What worries you more then?

“I’m much more concerned about the drive to build AGI, even though I think they won’t be able to build it. It’s how it gets there that worries me; the solutionist ideology that I have been denouncing for a decade will further take root. Why should we trust Silicon Valley to solve political and social problems, even if they can build artificial intelligence? Is this a conscious decision we made as a society? I don’t believe it.”

Do you see opportunities?

“Asking this question about AI is like asking it about the calculator. Sure, it’s great if you have very specific tasks at your disposal. But I wouldn’t use the calculator to compose a symphony. Similarly, with the LLM (Large Language Model, or large linguistic models, ed.) you can drastically improve the style of the sentences you write.

It seems that soon he will be able to produce texts, scripts, very similar to those made by professionals.

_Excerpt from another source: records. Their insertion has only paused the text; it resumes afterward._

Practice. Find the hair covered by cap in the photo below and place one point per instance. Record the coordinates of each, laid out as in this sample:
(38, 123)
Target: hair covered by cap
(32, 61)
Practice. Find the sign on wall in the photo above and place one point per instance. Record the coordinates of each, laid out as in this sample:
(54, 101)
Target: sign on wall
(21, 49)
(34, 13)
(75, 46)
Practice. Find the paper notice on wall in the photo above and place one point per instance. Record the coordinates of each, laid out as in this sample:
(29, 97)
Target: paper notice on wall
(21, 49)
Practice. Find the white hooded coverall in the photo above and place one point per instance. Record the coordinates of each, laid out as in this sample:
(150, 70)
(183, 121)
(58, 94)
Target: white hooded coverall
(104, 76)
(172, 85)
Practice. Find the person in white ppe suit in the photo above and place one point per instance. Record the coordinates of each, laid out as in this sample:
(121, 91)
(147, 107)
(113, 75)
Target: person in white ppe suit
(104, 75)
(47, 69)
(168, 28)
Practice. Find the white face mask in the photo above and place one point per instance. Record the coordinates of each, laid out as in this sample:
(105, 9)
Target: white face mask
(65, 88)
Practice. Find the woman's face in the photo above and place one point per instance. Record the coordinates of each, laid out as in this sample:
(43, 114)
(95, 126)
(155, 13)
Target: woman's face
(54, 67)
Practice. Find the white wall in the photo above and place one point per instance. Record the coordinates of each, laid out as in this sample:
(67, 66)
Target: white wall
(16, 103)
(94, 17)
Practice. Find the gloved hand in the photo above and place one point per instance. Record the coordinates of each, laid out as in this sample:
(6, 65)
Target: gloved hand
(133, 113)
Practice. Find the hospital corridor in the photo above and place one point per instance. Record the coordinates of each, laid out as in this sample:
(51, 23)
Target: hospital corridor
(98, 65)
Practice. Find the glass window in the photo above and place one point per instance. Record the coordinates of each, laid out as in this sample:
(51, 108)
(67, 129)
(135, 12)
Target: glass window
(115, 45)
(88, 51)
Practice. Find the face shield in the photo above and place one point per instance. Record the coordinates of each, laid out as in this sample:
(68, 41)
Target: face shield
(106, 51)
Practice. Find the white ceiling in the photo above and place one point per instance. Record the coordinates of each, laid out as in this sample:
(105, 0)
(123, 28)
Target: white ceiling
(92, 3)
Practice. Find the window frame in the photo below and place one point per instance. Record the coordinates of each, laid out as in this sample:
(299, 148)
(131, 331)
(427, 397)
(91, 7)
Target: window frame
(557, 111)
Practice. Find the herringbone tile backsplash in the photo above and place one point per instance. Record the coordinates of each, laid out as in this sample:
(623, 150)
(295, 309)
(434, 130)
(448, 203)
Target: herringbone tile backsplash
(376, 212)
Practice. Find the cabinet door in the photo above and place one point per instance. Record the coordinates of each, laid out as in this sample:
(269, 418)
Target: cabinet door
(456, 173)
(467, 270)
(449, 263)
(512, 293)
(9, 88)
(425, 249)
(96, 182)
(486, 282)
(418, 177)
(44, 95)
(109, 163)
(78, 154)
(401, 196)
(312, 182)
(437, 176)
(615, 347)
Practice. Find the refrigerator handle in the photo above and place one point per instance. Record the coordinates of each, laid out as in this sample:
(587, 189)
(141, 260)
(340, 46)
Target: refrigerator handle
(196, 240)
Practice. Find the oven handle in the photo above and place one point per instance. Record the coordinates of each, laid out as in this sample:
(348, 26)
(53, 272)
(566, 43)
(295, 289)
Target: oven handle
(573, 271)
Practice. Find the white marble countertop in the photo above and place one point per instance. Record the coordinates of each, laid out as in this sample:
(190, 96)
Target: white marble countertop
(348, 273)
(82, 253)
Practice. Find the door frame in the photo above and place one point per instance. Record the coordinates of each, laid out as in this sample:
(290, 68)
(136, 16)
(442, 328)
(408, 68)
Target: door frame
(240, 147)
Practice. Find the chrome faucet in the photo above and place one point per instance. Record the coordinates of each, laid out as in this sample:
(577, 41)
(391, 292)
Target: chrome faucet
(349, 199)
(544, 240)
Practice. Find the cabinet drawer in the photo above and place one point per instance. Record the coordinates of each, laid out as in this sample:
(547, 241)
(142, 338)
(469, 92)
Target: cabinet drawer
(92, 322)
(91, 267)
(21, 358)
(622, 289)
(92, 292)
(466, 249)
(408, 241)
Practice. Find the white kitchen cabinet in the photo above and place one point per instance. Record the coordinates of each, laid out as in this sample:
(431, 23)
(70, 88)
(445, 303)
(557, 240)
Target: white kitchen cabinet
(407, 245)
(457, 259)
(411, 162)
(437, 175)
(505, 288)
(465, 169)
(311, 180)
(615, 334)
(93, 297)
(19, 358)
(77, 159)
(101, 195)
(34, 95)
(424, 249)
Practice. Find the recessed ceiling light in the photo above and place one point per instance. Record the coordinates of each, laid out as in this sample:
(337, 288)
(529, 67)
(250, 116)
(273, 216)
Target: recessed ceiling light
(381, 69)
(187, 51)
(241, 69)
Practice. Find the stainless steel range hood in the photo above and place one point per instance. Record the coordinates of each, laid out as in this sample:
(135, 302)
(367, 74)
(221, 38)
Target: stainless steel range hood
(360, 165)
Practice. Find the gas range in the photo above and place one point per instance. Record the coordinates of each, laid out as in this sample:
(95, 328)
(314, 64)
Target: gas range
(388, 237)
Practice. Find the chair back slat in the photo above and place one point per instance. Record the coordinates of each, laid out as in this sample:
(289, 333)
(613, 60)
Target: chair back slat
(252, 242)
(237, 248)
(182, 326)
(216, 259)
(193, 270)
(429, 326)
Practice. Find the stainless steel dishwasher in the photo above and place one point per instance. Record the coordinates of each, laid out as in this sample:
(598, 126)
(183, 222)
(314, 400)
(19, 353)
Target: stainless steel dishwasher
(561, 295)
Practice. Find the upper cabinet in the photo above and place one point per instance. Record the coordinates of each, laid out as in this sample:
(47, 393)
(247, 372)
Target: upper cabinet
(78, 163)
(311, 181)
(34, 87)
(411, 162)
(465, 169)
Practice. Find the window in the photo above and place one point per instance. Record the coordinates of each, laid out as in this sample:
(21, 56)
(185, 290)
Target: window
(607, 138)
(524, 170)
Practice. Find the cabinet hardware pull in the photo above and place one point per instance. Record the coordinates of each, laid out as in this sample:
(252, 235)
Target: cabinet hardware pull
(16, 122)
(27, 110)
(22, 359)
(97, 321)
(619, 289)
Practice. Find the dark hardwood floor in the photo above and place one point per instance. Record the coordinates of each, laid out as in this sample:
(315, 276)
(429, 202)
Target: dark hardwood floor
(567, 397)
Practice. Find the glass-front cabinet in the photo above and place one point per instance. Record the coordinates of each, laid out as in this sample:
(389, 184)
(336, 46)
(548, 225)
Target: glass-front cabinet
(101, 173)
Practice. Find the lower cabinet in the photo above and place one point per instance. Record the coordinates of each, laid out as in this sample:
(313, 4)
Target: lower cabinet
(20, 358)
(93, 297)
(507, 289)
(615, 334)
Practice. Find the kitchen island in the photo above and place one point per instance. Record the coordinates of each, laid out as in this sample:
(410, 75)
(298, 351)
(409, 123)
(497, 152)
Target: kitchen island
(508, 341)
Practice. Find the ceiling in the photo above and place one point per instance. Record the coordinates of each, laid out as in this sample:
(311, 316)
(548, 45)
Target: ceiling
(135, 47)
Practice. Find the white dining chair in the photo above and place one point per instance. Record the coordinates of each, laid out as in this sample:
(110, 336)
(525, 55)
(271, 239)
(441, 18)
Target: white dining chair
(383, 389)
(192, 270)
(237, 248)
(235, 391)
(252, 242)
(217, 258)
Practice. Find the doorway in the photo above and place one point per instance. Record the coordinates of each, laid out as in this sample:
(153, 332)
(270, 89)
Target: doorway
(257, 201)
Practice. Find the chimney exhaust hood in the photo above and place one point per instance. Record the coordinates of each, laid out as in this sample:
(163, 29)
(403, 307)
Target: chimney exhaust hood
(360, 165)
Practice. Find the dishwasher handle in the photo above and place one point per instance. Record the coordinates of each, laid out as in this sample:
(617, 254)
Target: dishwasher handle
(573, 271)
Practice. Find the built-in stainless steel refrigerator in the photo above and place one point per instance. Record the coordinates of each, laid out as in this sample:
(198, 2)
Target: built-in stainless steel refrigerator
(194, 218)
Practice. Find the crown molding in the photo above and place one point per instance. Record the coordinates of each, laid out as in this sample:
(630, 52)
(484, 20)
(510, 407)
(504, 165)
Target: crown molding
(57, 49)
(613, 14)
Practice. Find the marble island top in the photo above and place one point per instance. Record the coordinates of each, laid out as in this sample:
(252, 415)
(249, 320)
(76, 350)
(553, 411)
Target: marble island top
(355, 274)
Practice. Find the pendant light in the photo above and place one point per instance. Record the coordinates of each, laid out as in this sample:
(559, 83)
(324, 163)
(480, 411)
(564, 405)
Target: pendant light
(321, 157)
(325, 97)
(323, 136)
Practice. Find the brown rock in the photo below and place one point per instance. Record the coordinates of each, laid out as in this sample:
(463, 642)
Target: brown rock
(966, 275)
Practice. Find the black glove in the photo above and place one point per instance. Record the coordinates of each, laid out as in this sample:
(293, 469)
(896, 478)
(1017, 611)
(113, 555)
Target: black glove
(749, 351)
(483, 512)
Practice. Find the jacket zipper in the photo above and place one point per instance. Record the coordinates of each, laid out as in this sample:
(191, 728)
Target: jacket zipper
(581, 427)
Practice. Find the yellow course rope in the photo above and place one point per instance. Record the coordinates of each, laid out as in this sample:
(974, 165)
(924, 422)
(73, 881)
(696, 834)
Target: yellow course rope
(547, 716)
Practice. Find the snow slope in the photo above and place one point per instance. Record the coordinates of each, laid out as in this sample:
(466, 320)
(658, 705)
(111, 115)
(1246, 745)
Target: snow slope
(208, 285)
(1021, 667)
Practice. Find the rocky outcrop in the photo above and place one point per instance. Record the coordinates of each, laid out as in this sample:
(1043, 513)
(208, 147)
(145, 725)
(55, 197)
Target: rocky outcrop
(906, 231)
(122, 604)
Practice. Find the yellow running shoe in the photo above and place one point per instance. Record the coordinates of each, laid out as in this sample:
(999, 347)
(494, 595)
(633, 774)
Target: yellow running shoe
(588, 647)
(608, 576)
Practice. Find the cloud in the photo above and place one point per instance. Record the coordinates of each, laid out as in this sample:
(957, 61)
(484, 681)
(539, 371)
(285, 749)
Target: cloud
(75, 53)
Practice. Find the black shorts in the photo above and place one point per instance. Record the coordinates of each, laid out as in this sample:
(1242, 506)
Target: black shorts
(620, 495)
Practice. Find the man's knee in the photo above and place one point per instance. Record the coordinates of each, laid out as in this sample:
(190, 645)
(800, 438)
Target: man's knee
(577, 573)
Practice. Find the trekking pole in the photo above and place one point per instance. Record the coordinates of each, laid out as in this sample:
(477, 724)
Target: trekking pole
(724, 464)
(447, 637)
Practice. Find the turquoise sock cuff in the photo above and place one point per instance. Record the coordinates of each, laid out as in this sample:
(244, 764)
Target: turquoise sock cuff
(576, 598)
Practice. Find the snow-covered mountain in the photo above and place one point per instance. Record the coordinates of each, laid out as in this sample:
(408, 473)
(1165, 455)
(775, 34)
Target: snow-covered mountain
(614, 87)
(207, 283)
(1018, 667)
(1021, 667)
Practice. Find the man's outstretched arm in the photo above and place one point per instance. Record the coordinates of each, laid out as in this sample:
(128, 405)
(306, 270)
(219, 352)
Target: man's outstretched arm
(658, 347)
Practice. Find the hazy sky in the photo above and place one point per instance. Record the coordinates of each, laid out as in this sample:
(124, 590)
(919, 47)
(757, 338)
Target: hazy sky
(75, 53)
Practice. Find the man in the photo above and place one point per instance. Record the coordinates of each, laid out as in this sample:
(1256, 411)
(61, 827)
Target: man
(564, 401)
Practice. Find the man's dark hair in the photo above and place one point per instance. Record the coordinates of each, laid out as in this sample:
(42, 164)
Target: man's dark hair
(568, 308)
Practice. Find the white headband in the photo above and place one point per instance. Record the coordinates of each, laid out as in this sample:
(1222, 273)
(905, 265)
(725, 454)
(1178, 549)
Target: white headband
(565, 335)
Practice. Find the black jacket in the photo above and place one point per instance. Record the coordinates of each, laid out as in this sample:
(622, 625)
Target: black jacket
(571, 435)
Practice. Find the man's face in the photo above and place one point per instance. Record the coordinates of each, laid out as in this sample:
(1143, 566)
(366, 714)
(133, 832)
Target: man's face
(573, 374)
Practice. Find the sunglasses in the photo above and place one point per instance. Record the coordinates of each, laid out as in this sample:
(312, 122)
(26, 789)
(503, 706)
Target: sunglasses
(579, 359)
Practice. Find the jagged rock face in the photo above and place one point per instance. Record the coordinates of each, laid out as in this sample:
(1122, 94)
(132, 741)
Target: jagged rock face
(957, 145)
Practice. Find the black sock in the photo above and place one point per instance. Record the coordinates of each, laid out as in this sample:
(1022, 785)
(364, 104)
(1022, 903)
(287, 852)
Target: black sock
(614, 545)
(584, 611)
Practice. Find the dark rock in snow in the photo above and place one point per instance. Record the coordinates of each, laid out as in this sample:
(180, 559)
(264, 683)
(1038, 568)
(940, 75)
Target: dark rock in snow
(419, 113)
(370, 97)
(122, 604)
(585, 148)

“I highly doubt it. It will produce a lot of predictable rubbish, which just repeats what has been done before, but with a new twist. Hollywood is already very good at producing it even without an LLM. But some talented novelists and screenwriters will use LLM to create more beautiful and engaging sentences?I have no doubt.But they will be stupid to use them to generate plots – the heart of creative fiction.

This revolution is currently being led by private companies, with institutions occasionally trying to put a stop to it. Is it a danger?

“Yes, and my concern concerns the privatization of politics more than the privatization of the welfare state or public administration. I think robust democracies need a strong public sphere in which different conceptions of the common good and the good life can be articulated and challenged. We also need to have several reports as to why some problems. Let’s take a problem like poverty. Does it exist because the poor are financially irresponsible and need an app to educate them? Or does it exist because billionaires exploit loopholes in tax law? With Silicon Valley AGI, our natural impulse is to assume the former, because it’s a problem more easily solved with technology. So there’s not even a debate; we limit ourselves to picking the lowest fruits. However, most of our problems are of the latter kind: they are structural and have powerful forces behind them, and we need a causal account of why they exist. But the Silicon Valley giants are not interested in such explanations; they want to commercialize their solutions and get rich in the process. What is impoverished in this process is our democracy”.

So what role should the institutions have? How should they address these challenges?

“First, they must limit the encroachment of tech giants on our public life. Where this is unavoidable, they must subject them to strong regulation and controls, both in terms of inputs (data and models) and outputs (forecasts). I would like them to also start building their own LLMs or at least invest in curating high quality datasets that can be fed into models built by others; such datasets are evidently public goods that must be produced in the way we build library collections. Otherwise, we end up with low-quality data discarded from online sources like Reddit. But governments must also strengthen the public sphere, the lifeblood of our democracy. This means funding and granting autonomy and independence to the public media. If they don’t, we’ll end up slipping further into the quagmire of solutionism, where we accept the simplest solution just because it’s clean and inefficient – ​​even if to most people it would seem unfair.”